Imagining a Prototype

During our initial brainstorming sessions, our team was captivated by the underexplored potential of the sense of scent, both scientifically and culturally. We were enchanted by the hidden superpower of scent, especially given the extraordinary olfactory capabilities of certain species like dogs, which can detect scents with remarkable accuracy. This fascination drove us to delve deeper into how enhancing the human sense of smell could unlock new dimensions of perception and interaction.

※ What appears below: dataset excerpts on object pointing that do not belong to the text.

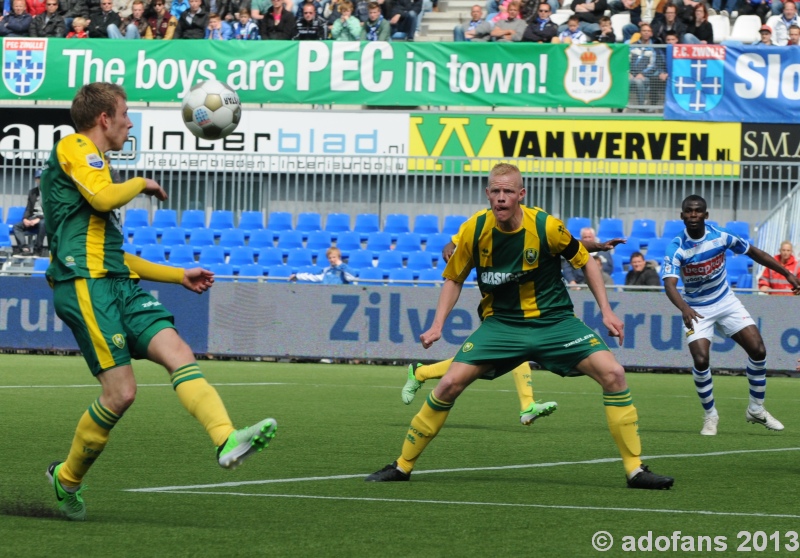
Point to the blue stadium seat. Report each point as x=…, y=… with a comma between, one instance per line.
x=575, y=224
x=379, y=240
x=452, y=223
x=210, y=255
x=360, y=258
x=401, y=277
x=425, y=225
x=366, y=223
x=427, y=276
x=672, y=228
x=193, y=219
x=269, y=256
x=336, y=223
x=610, y=228
x=221, y=219
x=390, y=259
x=163, y=219
x=250, y=273
x=408, y=242
x=154, y=253
x=739, y=228
x=396, y=224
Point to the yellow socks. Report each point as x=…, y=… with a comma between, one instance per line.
x=424, y=427
x=432, y=371
x=90, y=439
x=202, y=401
x=623, y=422
x=522, y=379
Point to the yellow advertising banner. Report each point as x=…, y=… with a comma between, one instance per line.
x=607, y=146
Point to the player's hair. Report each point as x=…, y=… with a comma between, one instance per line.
x=691, y=198
x=92, y=100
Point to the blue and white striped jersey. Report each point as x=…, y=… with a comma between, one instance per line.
x=701, y=263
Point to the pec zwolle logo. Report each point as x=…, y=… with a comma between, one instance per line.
x=588, y=76
x=698, y=73
x=23, y=64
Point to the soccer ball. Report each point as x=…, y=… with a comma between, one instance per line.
x=211, y=110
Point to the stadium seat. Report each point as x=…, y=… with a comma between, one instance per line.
x=672, y=228
x=360, y=258
x=739, y=228
x=366, y=223
x=401, y=277
x=374, y=275
x=250, y=273
x=336, y=223
x=163, y=219
x=193, y=219
x=240, y=256
x=269, y=256
x=210, y=255
x=250, y=221
x=221, y=219
x=396, y=224
x=379, y=241
x=452, y=223
x=390, y=259
x=427, y=277
x=154, y=253
x=610, y=228
x=408, y=242
x=425, y=225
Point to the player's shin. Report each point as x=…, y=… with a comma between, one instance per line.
x=424, y=427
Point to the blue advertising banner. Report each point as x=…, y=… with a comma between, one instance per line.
x=733, y=83
x=28, y=319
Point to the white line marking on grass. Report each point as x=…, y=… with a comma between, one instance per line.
x=492, y=504
x=460, y=470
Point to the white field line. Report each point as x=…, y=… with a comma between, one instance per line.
x=492, y=504
x=460, y=470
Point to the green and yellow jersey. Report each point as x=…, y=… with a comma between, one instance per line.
x=519, y=273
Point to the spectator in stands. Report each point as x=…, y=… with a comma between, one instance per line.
x=193, y=22
x=79, y=25
x=641, y=274
x=347, y=27
x=700, y=31
x=668, y=21
x=337, y=273
x=245, y=29
x=50, y=23
x=541, y=29
x=788, y=18
x=772, y=280
x=278, y=23
x=217, y=29
x=32, y=223
x=589, y=12
x=100, y=22
x=573, y=34
x=376, y=28
x=466, y=31
x=17, y=23
x=162, y=25
x=606, y=34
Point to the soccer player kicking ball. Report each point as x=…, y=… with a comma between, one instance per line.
x=527, y=315
x=95, y=292
x=698, y=254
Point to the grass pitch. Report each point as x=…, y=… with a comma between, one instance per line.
x=487, y=486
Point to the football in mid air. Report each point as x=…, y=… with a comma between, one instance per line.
x=211, y=110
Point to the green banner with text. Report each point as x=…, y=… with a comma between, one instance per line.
x=325, y=72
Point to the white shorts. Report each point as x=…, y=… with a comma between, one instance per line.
x=729, y=315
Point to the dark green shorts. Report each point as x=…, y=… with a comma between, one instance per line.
x=557, y=344
x=112, y=319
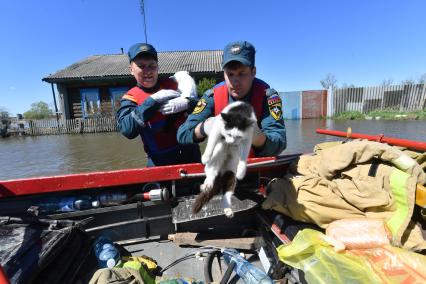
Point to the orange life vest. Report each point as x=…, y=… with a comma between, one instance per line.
x=159, y=133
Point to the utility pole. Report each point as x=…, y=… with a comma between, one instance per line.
x=142, y=6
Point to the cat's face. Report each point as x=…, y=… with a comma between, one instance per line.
x=233, y=136
x=235, y=127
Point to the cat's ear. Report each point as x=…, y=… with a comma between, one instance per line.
x=225, y=116
x=251, y=121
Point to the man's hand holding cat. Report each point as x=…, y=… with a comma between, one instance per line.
x=174, y=106
x=164, y=95
x=258, y=137
x=206, y=126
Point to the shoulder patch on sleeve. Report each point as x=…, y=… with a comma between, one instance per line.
x=209, y=93
x=201, y=105
x=275, y=106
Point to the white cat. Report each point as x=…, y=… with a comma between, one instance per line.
x=186, y=84
x=226, y=153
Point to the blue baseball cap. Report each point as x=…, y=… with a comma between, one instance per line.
x=241, y=51
x=140, y=48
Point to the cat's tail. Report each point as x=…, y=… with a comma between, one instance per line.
x=221, y=183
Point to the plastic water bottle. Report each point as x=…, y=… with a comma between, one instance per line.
x=249, y=273
x=112, y=198
x=66, y=204
x=106, y=253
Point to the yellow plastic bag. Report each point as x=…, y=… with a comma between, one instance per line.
x=321, y=264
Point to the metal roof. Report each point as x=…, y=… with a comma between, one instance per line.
x=117, y=65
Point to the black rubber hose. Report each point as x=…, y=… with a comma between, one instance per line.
x=208, y=266
x=228, y=273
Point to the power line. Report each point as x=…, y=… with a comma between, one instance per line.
x=142, y=6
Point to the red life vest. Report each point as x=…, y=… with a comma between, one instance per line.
x=159, y=133
x=258, y=92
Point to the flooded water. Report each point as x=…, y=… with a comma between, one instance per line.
x=56, y=155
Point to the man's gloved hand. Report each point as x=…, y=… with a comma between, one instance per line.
x=164, y=95
x=174, y=106
x=207, y=126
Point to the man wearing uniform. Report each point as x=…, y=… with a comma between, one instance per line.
x=240, y=84
x=154, y=110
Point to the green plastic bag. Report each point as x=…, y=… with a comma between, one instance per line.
x=321, y=264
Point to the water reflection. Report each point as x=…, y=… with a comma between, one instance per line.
x=55, y=155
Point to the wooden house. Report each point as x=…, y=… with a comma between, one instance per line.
x=94, y=86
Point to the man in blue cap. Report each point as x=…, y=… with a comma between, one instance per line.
x=142, y=111
x=240, y=85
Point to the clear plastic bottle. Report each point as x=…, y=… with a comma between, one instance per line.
x=65, y=204
x=249, y=273
x=112, y=198
x=106, y=253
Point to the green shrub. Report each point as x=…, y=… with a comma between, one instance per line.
x=349, y=115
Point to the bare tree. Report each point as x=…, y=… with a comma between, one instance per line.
x=386, y=82
x=329, y=81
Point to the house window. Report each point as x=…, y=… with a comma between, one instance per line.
x=116, y=94
x=91, y=105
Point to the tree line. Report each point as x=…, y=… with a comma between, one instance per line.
x=331, y=81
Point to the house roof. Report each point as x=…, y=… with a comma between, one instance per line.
x=117, y=65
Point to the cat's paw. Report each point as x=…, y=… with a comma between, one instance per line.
x=241, y=170
x=205, y=159
x=228, y=212
x=206, y=187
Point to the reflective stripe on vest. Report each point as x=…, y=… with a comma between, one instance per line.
x=159, y=134
x=258, y=92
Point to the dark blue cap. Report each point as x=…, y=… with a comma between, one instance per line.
x=139, y=48
x=241, y=51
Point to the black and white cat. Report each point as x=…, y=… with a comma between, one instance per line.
x=226, y=153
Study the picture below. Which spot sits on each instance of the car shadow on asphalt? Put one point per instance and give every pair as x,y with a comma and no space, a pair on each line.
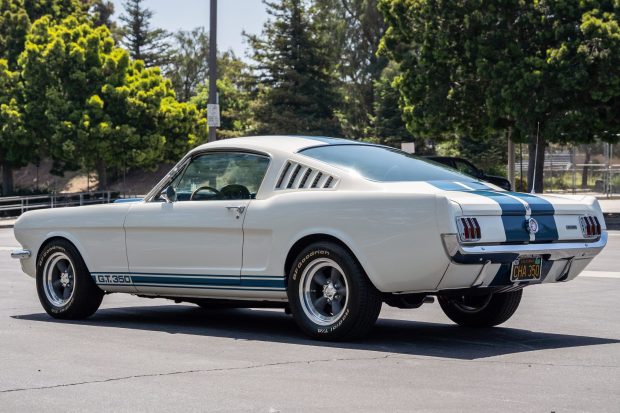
389,335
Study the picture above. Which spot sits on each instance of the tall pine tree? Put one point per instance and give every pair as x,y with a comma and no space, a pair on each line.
143,43
297,90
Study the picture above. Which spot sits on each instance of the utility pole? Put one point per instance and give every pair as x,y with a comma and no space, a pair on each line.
213,108
511,160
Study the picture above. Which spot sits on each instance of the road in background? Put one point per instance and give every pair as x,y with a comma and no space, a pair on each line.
560,352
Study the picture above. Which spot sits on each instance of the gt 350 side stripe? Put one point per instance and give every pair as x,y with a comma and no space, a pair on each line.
191,281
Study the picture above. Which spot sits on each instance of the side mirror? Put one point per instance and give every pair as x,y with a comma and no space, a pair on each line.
170,194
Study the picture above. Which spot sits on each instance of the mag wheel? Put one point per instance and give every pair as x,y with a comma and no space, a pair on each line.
64,285
481,310
330,296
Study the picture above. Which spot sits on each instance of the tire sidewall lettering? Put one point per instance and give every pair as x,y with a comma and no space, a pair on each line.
41,265
302,263
298,269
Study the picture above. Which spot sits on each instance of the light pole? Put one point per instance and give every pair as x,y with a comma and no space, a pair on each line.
213,109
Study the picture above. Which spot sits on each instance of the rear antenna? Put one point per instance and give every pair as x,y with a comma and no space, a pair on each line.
535,158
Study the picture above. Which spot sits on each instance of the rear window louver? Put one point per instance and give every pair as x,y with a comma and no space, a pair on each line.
297,176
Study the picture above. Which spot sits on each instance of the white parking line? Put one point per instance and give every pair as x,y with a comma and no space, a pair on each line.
601,274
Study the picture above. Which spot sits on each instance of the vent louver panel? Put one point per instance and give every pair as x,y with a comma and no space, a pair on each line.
297,176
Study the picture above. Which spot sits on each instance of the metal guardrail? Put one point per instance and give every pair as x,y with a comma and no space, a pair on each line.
16,205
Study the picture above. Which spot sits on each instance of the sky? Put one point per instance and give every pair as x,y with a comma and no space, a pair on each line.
234,16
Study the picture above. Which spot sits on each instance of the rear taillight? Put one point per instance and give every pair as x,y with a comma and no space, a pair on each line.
469,229
590,226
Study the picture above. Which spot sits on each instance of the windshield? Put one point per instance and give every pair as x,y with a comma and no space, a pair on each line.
383,164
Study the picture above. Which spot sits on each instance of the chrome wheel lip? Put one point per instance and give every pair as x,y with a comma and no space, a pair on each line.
56,281
306,291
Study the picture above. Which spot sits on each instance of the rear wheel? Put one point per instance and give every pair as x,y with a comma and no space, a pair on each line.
64,284
481,310
330,296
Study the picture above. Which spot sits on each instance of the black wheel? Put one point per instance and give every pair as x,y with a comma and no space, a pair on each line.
481,310
329,294
64,284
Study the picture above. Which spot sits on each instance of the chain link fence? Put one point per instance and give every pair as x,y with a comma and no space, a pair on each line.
590,169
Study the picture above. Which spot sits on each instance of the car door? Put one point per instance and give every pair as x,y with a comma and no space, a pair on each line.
194,243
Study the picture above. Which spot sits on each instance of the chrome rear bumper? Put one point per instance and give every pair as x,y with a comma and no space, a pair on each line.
20,254
467,254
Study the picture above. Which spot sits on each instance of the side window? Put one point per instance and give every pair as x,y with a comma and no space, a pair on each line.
221,175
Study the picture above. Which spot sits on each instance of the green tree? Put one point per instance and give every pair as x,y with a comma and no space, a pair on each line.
357,27
144,43
18,145
389,128
235,97
100,110
101,12
478,68
297,92
188,65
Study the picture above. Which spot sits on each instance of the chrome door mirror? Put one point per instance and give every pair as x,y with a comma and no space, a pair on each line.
169,194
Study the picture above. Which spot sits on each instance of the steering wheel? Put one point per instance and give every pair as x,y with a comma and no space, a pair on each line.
235,191
217,193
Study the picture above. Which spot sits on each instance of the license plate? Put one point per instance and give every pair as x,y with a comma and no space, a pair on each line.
526,269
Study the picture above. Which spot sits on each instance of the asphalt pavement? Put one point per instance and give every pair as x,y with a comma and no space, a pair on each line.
559,353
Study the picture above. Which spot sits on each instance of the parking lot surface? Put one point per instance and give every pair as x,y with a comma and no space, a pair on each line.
560,352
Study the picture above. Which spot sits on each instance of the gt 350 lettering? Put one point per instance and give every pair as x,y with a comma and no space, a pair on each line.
113,279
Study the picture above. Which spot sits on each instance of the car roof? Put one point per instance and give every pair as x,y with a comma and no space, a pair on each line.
287,143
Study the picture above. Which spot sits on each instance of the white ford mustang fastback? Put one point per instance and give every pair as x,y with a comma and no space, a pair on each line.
328,228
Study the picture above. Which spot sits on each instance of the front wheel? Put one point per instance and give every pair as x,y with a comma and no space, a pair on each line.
481,310
65,287
330,296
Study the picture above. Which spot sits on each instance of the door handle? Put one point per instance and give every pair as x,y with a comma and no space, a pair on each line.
239,209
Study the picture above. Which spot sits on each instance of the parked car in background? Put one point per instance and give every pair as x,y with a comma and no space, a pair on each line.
468,168
328,228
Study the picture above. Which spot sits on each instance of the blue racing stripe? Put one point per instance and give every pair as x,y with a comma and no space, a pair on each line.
542,212
196,281
513,215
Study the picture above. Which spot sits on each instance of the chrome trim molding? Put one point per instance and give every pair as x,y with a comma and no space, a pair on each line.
21,254
556,250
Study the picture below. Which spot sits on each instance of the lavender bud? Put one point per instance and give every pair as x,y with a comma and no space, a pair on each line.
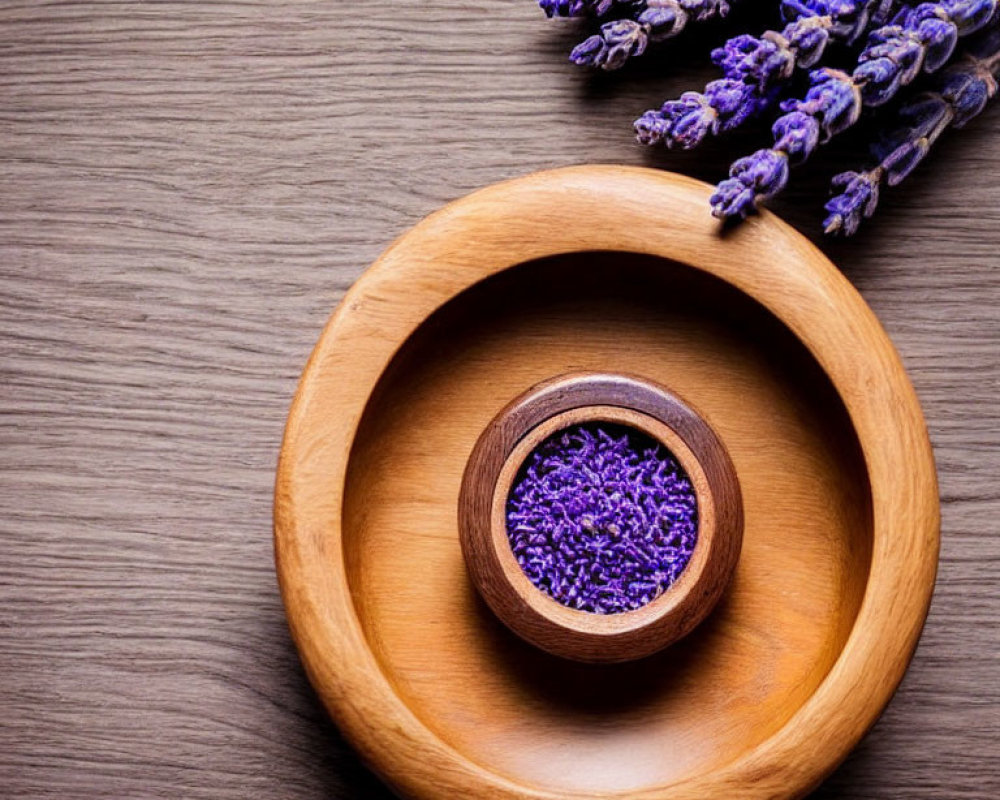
579,8
858,199
959,94
752,178
761,64
650,21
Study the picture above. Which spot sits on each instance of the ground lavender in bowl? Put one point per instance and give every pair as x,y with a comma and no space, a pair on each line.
602,518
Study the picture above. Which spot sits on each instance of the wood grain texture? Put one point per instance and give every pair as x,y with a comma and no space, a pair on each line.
188,189
783,359
499,455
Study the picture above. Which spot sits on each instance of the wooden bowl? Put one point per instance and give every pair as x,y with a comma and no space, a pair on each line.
605,269
496,460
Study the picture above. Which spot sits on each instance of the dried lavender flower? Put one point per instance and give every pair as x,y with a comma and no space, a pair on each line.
919,39
959,94
754,66
602,518
651,21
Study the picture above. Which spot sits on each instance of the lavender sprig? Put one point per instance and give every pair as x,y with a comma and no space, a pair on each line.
753,67
919,39
960,94
652,21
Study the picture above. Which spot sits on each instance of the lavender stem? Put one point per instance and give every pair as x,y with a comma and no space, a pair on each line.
960,94
920,39
754,67
650,21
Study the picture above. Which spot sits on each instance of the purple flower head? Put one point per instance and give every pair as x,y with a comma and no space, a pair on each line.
602,519
960,93
688,120
808,38
754,60
613,46
967,15
733,198
662,22
701,10
648,21
833,98
751,179
857,200
651,127
796,134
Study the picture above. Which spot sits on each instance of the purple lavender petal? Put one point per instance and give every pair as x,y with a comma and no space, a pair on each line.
602,519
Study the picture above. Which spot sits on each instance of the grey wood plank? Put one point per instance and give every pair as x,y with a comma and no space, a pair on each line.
187,190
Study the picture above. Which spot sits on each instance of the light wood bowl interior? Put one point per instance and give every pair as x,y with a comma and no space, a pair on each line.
799,583
605,269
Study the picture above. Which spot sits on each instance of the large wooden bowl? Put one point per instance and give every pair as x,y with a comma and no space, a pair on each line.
605,269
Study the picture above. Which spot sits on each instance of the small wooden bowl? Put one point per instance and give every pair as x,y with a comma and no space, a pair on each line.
494,464
605,270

When deciding whether our device should be wearable or stationary, we recognized that most current machine olfaction devices are not wearables. We were struck by the idea that something augmenting your sense of smell should not be so far-removed from our biology. To reconcile this, we opted for a wearable design, specifically a nose wearable, inspired by nature’s own olfactory systems. This approach aligns more closely with the natural integration of scent detection, enhancing the user’s experience in a more intuitive and biologically harmonious way.

Next, we spoke with the expert from EPFL, who carefully evaluated our proposed device. He pointed out that using bacteria would pose significant challenges in maintaining a stable and safe system. However, he noted that the choice between cellular and cell-free biosensors was less critical, as the system would need to replicate the mucus-olfactory neuron process to dissolve volatile molecules. He recommended we explore Organic Electrochemical Transistors (OECTs), bio-based sensors that have shown promise in detecting volatile compounds. This advice steered us towards a more feasible and reliable approach for our device.

After that, we spoke with Dr. Andreas Mershin, founder of OsmoCosm, who was genuinely excited about the project. Our conversation primarily focused on the larger context, particularly the bioethics of such devices. We discussed potential legislation around smell detection, the ways people might subvert this technology through perfumes or microbiome design, and whether such a device should even be publicly available. This dialogue highlighted the complex ethical and societal implications of our project, emphasizing the need for careful consideration and regulation.

Then we spoke with Dr. Joseph Azzarelli, CEO of Azztek One and a specialist in bioelectronic sensors. He shared insights into the groundbreaking technologies currently being developed in this field, including nanospheres and nanodiscs. Given that his company was also working on a similar product, though not a wearable, he provided valuable feedback on our product design. Following this conversation, we decided to use G-Protein Coupled Receptors placed on graphene tubes as the core of our olfactory chip. This choice leveraged the advanced technology while ensuring the sensitivity and specificity needed for our device.

Lastly, we spoke with Tara Scudder, an anosmic individual who actively raises awareness about her condition and advocates for consideration by electronic nose companies. She provided extensive feedback on how she, as an anosmic person, would feel if sensory experiences were imposed on her. Surprisingly, she expressed a preference for an associative link to scents, akin to having closed captions for what’s happening around her. Taking her feedback to heart, we decided to create a synesthesia-like experience instead of directly stimulating the emotional or olfactory neurons. We also incorporated her insights on product comfort into our final design for “nos.”